Isabel asks Caspar to visit Ralph as a favor to herself. When Caspar goes to visit Ralph, he finds Henrietta has also been keeping Ralph company. Ralph and Henrietta jokingly have declared each other enemies, and of course they seem to accord in nothing. Isabel's plan is to have Caspar accompany Ralph back to Gardencourt. This would be convenient too because it would give Caspar an occupation away from herself. She believes it would be fitting if Ralph would take his final resting place in his own home. She associates Gardencourt with a sacred time in her life.
Isabel's conversation with Osmond declares her intention not to help him in his quest to marry Pansy to Lord Warburton -- he accuses her then of taking a direct action against him. This is the beginning of an open confrontation with her husband that she has never before had, and which she had feared at the beginning of Chapter 45 would occur in reference to Ralph. It is a demonstration of a kind of psychological violence that people can do to each other by acting against one another's interests, or ignoring each other's desires. Osmond shows his own limited perspective when he refuses to acknowledge Pansy's own desires as even factoring into her life: he simply believes she should follow convention and try to ambitiously climb as high in society as possible through marriage.
Chapter 47 is a very quick overview of how all Isabel's relations think of each other. She seems to have brought them all together and they are almost like a kind of community, all built around their common concern for her. They also provide her with an opportunity for a genuine re-entry into the social world, as opposed to the false appearance she presents at her Thursday evening social gatherings. Henrietta allows for light comic relief from the gothic melodrama of Isabel's life -- she is "living" in Osmond's dark, fine mind, as it were. It is surprising that Osmond and Caspar get along with each other: Osmond is very much representative of Old World convention, and Caspar is representative of a forceful capitalistic New World impulses.

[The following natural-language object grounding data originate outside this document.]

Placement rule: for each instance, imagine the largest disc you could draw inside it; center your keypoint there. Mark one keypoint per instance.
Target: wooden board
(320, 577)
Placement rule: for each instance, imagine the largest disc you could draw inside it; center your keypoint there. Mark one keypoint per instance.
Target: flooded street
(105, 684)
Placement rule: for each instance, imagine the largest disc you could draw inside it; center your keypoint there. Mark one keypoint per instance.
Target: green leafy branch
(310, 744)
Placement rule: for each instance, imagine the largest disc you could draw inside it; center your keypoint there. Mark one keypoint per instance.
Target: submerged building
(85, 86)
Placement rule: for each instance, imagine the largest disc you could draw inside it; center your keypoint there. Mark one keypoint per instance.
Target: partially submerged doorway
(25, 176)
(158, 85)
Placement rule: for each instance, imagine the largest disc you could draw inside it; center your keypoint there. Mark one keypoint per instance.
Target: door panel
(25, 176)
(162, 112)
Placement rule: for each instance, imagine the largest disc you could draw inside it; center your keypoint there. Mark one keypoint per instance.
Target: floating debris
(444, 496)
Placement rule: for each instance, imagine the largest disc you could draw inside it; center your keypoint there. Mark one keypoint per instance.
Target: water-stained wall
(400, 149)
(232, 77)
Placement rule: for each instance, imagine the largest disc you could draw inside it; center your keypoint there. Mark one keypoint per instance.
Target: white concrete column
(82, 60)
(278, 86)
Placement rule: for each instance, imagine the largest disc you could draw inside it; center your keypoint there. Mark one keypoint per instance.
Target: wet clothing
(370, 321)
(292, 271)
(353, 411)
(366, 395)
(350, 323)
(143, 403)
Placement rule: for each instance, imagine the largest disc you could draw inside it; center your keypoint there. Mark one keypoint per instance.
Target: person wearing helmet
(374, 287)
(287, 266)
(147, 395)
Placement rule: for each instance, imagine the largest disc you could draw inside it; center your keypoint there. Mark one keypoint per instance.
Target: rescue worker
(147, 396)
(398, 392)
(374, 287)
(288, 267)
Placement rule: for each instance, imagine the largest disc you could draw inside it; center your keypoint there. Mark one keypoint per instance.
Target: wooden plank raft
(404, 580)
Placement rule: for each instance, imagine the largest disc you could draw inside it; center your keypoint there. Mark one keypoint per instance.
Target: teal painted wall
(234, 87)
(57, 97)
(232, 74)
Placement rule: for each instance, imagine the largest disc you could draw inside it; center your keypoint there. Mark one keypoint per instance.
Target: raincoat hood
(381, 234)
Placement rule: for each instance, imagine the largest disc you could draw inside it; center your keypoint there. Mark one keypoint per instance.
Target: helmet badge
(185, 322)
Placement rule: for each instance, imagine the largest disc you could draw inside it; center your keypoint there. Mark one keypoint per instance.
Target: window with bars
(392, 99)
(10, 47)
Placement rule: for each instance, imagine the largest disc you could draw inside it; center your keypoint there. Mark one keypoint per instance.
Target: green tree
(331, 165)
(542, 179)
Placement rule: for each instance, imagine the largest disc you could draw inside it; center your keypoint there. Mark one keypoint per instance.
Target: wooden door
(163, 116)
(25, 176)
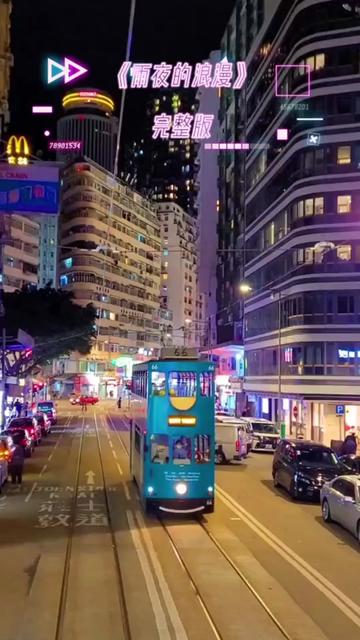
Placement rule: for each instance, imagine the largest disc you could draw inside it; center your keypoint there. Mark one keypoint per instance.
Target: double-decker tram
(173, 432)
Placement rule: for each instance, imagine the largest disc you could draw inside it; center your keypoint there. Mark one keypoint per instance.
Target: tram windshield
(182, 449)
(182, 384)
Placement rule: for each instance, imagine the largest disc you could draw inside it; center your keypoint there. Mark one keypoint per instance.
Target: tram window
(182, 450)
(159, 448)
(158, 383)
(137, 439)
(202, 449)
(206, 384)
(182, 383)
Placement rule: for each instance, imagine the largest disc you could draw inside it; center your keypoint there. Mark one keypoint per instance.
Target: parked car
(48, 407)
(352, 463)
(233, 439)
(5, 458)
(302, 467)
(340, 501)
(43, 422)
(20, 436)
(88, 399)
(265, 434)
(30, 425)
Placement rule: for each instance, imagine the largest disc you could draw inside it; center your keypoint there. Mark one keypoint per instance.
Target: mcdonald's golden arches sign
(17, 150)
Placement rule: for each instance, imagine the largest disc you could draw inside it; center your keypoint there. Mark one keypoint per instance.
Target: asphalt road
(79, 559)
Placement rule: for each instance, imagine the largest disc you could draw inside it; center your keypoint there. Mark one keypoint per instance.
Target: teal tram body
(172, 442)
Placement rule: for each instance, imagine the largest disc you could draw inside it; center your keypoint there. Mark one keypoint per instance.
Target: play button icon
(70, 70)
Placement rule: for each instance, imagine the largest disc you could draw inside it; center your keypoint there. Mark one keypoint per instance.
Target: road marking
(173, 613)
(160, 618)
(348, 607)
(126, 491)
(118, 436)
(90, 477)
(31, 492)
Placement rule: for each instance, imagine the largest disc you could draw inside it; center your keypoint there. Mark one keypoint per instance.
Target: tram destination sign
(184, 353)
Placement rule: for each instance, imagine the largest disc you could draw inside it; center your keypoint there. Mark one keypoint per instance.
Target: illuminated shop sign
(65, 145)
(91, 98)
(163, 75)
(69, 70)
(17, 150)
(348, 353)
(29, 189)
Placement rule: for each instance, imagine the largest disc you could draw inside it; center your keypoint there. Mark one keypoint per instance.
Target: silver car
(340, 501)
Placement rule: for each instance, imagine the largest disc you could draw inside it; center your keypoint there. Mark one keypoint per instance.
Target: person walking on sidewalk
(16, 466)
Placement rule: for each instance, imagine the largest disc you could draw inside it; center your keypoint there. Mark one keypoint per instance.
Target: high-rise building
(6, 62)
(244, 24)
(301, 238)
(112, 259)
(164, 169)
(48, 247)
(206, 169)
(179, 273)
(20, 251)
(89, 119)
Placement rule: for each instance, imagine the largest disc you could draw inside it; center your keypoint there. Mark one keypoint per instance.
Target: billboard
(30, 189)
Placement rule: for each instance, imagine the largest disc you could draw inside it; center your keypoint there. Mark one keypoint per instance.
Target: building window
(343, 204)
(344, 155)
(345, 304)
(309, 207)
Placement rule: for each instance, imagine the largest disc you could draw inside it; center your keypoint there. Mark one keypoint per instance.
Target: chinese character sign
(182, 126)
(162, 76)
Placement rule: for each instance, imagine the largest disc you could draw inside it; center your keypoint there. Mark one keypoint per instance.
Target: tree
(56, 323)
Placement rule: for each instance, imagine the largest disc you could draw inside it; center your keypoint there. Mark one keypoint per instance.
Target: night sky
(94, 32)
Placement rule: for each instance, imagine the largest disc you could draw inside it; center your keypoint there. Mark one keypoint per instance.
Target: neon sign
(65, 145)
(75, 98)
(40, 109)
(182, 126)
(70, 70)
(227, 146)
(17, 150)
(163, 75)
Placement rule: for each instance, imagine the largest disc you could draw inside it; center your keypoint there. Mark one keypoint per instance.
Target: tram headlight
(181, 488)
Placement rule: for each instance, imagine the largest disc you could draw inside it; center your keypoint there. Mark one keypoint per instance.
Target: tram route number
(188, 476)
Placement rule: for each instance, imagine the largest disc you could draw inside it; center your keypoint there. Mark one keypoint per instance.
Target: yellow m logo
(17, 150)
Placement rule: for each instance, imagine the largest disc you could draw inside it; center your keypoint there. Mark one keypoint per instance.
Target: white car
(233, 440)
(265, 434)
(340, 502)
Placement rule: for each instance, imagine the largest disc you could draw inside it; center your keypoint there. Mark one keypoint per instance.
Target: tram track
(69, 552)
(196, 588)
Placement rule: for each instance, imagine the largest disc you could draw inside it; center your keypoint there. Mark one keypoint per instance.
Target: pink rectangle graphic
(44, 109)
(280, 67)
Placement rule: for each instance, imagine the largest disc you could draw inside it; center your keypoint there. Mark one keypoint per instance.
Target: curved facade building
(89, 119)
(301, 218)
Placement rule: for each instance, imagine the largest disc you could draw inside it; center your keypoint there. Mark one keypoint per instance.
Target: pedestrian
(349, 445)
(17, 405)
(16, 465)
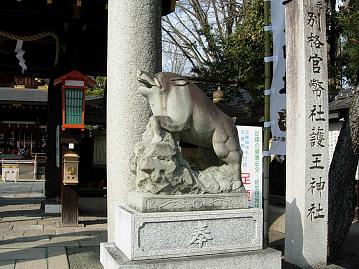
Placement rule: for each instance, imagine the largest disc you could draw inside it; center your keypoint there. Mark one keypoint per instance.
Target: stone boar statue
(181, 108)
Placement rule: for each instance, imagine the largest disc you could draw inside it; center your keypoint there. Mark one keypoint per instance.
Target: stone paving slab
(31, 264)
(32, 240)
(7, 264)
(22, 254)
(57, 258)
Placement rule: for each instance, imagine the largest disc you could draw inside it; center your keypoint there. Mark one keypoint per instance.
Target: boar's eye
(179, 82)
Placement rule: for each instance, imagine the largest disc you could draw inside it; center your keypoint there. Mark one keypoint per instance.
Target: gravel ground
(84, 257)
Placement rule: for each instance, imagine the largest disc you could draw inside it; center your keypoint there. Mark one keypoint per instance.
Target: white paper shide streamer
(20, 55)
(278, 91)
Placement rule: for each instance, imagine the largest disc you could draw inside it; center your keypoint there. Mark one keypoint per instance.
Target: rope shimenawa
(34, 38)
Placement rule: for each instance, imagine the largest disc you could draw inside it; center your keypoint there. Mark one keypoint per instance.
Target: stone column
(307, 134)
(134, 42)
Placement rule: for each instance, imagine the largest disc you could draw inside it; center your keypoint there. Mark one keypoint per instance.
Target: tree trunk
(342, 198)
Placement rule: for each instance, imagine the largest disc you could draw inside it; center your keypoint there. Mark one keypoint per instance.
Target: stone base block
(146, 202)
(112, 258)
(176, 234)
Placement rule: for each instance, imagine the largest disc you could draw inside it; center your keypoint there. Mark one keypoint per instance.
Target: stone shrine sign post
(307, 134)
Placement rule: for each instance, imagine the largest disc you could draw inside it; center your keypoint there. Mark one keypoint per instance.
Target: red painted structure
(71, 82)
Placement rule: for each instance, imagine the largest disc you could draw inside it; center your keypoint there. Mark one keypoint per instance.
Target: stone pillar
(134, 42)
(307, 134)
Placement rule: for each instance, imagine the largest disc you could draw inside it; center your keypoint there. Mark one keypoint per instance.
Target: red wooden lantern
(73, 98)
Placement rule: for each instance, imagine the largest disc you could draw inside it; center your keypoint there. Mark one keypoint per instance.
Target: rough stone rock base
(112, 258)
(179, 234)
(146, 202)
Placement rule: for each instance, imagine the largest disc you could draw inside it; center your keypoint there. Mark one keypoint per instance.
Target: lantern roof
(75, 75)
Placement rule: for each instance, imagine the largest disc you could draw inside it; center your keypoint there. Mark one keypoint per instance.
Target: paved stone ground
(348, 257)
(30, 239)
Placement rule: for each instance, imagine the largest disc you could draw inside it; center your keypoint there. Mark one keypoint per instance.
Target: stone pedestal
(176, 234)
(192, 239)
(112, 257)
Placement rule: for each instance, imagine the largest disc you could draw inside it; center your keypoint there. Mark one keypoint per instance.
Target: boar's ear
(179, 81)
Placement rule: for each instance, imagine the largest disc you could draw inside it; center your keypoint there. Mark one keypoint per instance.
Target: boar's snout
(147, 79)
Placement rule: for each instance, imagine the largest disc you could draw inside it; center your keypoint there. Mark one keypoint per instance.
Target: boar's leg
(171, 126)
(227, 149)
(164, 122)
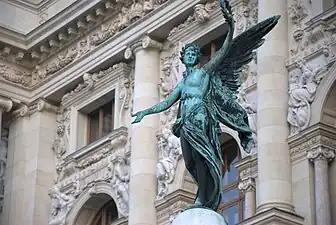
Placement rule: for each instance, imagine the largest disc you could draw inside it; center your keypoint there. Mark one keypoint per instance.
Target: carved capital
(22, 111)
(247, 185)
(5, 104)
(321, 153)
(147, 42)
(43, 105)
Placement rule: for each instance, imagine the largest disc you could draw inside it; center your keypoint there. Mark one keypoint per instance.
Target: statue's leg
(201, 171)
(187, 154)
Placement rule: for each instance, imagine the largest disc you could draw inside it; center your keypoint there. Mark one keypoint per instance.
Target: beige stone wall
(84, 68)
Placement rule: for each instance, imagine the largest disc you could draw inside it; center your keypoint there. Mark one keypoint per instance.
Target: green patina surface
(208, 97)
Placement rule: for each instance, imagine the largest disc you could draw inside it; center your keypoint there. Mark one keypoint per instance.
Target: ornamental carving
(120, 184)
(199, 15)
(251, 109)
(170, 153)
(109, 163)
(246, 15)
(297, 12)
(3, 160)
(170, 75)
(302, 89)
(321, 153)
(247, 185)
(61, 206)
(90, 80)
(125, 96)
(49, 58)
(22, 78)
(61, 143)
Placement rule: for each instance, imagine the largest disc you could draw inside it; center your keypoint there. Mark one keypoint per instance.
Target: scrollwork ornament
(302, 90)
(247, 185)
(321, 153)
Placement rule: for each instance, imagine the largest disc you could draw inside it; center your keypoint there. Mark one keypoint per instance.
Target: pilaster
(146, 53)
(31, 165)
(321, 156)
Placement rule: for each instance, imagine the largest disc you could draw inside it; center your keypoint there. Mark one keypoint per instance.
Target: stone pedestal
(274, 216)
(199, 216)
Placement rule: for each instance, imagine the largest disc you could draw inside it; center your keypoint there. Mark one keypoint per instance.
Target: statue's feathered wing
(241, 52)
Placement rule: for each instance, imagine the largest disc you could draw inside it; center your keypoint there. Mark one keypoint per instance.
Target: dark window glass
(100, 122)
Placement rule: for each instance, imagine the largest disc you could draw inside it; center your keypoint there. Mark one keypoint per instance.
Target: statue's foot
(197, 204)
(248, 147)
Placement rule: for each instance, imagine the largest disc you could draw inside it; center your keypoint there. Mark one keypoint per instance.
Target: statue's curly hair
(195, 47)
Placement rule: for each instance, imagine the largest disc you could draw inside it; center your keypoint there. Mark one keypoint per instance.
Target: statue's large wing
(241, 52)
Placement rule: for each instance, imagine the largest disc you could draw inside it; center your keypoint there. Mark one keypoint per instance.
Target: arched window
(106, 215)
(232, 204)
(327, 4)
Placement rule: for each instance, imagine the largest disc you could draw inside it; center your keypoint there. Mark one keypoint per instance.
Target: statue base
(199, 216)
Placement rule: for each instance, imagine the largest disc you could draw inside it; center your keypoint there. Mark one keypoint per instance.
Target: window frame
(100, 121)
(239, 201)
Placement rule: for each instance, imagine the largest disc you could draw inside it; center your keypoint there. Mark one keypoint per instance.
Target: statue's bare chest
(194, 79)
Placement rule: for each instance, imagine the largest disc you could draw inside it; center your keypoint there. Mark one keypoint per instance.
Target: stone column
(249, 189)
(321, 156)
(274, 166)
(5, 106)
(144, 143)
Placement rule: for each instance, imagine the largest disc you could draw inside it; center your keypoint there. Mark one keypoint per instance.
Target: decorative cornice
(318, 135)
(321, 153)
(313, 38)
(5, 104)
(94, 81)
(144, 43)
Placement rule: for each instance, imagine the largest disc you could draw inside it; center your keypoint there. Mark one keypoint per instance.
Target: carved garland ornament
(109, 166)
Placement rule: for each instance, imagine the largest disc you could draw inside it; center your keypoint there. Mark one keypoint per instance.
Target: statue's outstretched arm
(160, 107)
(222, 52)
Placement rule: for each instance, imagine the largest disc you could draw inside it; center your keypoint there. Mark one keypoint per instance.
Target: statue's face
(190, 57)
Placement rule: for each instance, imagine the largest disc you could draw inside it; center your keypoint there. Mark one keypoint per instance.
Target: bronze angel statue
(207, 97)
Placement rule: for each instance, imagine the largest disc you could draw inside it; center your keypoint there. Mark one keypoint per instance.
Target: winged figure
(208, 97)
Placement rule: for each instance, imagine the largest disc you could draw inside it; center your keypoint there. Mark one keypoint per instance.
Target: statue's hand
(227, 11)
(139, 116)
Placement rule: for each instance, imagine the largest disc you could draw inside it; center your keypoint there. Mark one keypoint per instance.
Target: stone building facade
(71, 73)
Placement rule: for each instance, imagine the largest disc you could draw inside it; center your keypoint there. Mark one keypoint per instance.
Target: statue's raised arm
(223, 51)
(235, 53)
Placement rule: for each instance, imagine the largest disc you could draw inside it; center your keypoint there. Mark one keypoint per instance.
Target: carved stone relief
(61, 206)
(108, 164)
(128, 14)
(16, 76)
(90, 80)
(3, 160)
(246, 15)
(200, 15)
(61, 143)
(170, 153)
(125, 96)
(302, 88)
(120, 183)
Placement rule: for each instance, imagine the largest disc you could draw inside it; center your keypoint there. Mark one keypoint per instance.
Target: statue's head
(190, 54)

Isabel's response to Henrietta's suggestion that she simply leave Osmond implies that Isabel believes in a certain moral standard for her own behavior. Unlike being tied to conventionality, like Osmond's understanding of marriage, Isabel takes responsibility for her actions, believing that she freely made her choice to be with Osmond and that she ought not to hypocritically act in ways contradicting the oath she made. Robert Pippin (see works cited) has understood Isabel to be one of Henry James' best moral heroines, who is asking the question of how she can morally assert her own freedom in life - how she can act independently, taking responsibility for her own actions. She is faced with the modern problem of decaying social relations that are empty formal conventions with no real moral values. (For example, Mrs. Touchett was married to Mr. Touchett but they did not love each other; they were in no sense partners.) She is faced with a problem of meaning that is unstable because nobody shares common meanings. Gilbert Osmond for example sees marriage as a financial transaction, but Isabel marries for her own ideas. Her assertion to Henrietta that she must adhere to the consequences of her actions shows Isabel's commitment to keeping her actions consistent, even in the realization that they are isolating.